Timeframe: November 2018 – December 2019
Location: London studios / Aso Rock / Warsaw press
pit
Key Actors: Nnamdi Kanu, President Muhammadu Buhari,
Lai Mohammed, global fact-checkers
Epigraph:
“It is real me, I assure you. I will soon celebrate my 76th birthday
and I will still go strong.”
— President Muhammadu Buhari responding to clone rumors in Kraków, 2
December 2018 [1].
The Camera Lens
On a winter night in London, Radio Biafra broadcast something closer to stand-up comedy than political theory. Kanu unfurled a laminated chart comparing President Buhari’s earlobes before and after his prolonged medical trip to the UK. He christened the “new” president Jubril Al-Sudani, an imaginary Sudanese body double allegedly imported by a cabal. The satire was outrageous—and oddly effective.

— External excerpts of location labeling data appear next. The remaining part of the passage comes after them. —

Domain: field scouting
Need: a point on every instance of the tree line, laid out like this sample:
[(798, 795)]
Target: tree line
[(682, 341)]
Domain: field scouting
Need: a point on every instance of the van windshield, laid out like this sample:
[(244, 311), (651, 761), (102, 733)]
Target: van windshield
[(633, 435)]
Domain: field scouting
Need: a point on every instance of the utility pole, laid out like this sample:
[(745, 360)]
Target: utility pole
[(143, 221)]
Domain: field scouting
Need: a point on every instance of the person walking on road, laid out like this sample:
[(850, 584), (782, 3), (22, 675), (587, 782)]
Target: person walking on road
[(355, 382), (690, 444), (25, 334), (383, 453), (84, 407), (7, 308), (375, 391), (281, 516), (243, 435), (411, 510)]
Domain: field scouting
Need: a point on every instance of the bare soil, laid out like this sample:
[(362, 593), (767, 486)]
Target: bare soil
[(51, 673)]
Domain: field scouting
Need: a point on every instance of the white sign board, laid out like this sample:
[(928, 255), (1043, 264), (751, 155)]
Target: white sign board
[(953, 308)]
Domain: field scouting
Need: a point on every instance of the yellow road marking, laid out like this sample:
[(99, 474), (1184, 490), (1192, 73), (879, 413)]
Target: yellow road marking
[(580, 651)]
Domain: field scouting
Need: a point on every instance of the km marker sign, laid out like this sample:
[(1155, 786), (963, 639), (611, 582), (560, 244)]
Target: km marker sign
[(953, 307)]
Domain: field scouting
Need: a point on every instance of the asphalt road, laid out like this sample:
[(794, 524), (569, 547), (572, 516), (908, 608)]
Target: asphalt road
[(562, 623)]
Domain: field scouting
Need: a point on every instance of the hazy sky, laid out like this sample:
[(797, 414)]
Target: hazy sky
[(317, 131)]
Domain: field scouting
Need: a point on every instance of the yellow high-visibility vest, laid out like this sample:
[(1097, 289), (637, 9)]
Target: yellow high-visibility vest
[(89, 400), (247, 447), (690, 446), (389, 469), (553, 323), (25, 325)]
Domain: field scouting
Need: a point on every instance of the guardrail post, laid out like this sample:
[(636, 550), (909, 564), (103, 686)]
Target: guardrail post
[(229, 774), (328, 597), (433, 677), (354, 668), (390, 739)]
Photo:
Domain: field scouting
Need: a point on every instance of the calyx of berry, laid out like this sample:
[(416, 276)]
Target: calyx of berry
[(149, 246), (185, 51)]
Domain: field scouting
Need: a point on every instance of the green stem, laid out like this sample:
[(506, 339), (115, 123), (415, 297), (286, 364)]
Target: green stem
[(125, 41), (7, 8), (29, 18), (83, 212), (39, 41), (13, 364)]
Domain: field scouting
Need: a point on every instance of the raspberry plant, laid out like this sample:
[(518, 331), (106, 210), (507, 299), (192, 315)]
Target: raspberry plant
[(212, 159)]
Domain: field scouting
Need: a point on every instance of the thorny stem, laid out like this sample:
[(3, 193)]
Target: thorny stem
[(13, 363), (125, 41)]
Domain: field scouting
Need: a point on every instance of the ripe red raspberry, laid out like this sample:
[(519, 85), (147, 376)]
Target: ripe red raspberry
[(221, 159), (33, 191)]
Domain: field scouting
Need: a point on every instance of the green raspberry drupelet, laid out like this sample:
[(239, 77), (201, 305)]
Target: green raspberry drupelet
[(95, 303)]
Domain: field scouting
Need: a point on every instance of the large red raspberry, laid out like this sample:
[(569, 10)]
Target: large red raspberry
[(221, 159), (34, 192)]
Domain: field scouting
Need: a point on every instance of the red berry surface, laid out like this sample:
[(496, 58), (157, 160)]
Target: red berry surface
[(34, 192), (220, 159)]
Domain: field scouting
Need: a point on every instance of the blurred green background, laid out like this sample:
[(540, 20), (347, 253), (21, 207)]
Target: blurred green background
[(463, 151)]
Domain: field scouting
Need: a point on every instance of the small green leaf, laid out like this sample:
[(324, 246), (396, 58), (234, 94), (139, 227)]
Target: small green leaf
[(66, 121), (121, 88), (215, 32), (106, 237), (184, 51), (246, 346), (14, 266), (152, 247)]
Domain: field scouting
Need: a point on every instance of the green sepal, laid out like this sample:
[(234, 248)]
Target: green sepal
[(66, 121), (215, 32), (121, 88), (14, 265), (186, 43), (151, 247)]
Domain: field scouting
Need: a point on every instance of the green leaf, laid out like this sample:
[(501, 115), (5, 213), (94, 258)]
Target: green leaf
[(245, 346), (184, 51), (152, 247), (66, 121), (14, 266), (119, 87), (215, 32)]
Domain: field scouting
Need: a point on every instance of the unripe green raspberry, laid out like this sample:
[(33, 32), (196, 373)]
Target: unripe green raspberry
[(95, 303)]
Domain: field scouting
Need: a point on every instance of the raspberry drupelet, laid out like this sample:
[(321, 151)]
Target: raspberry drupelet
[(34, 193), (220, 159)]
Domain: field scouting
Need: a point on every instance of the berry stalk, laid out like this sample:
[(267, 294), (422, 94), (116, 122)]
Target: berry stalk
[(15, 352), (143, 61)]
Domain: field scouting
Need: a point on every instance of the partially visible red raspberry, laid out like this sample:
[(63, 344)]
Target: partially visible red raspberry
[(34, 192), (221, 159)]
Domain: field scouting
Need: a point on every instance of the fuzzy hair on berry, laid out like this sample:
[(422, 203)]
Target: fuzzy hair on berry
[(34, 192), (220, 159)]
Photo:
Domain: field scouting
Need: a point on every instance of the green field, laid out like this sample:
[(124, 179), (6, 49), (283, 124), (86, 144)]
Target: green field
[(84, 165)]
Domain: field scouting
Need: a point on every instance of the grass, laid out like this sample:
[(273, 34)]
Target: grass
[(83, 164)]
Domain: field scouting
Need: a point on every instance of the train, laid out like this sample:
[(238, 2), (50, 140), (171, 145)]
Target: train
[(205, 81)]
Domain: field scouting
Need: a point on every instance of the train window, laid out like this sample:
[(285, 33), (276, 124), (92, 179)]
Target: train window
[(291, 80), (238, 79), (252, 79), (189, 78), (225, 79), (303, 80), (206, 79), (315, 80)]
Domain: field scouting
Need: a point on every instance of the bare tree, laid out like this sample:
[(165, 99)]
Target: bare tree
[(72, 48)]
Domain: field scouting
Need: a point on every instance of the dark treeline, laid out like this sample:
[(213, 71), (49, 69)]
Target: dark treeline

Within days, the question “Is Buhari a clone?” moved from fringe WhatsApp groups to prime-time news tickers, forcing the commander-in-chief of Africa’s largest army to defend his biological authenticity on foreign soil.
The Disinterested Observer must note that Kanu never produced forensic evidence of an impostor. Instead, he relied on the theatre of doubt. He zoomed into photographs, pointed at altered veins, and compared gait patterns like a tabloid detective [2]. The performance weaponized Nigeria’s opaque governance: because presidential health records were state secrets, any gap could be filled with conspiracy. The satire also forced the State into a communication dilemma—ignore it and let the rumor fester, or respond and dignify it.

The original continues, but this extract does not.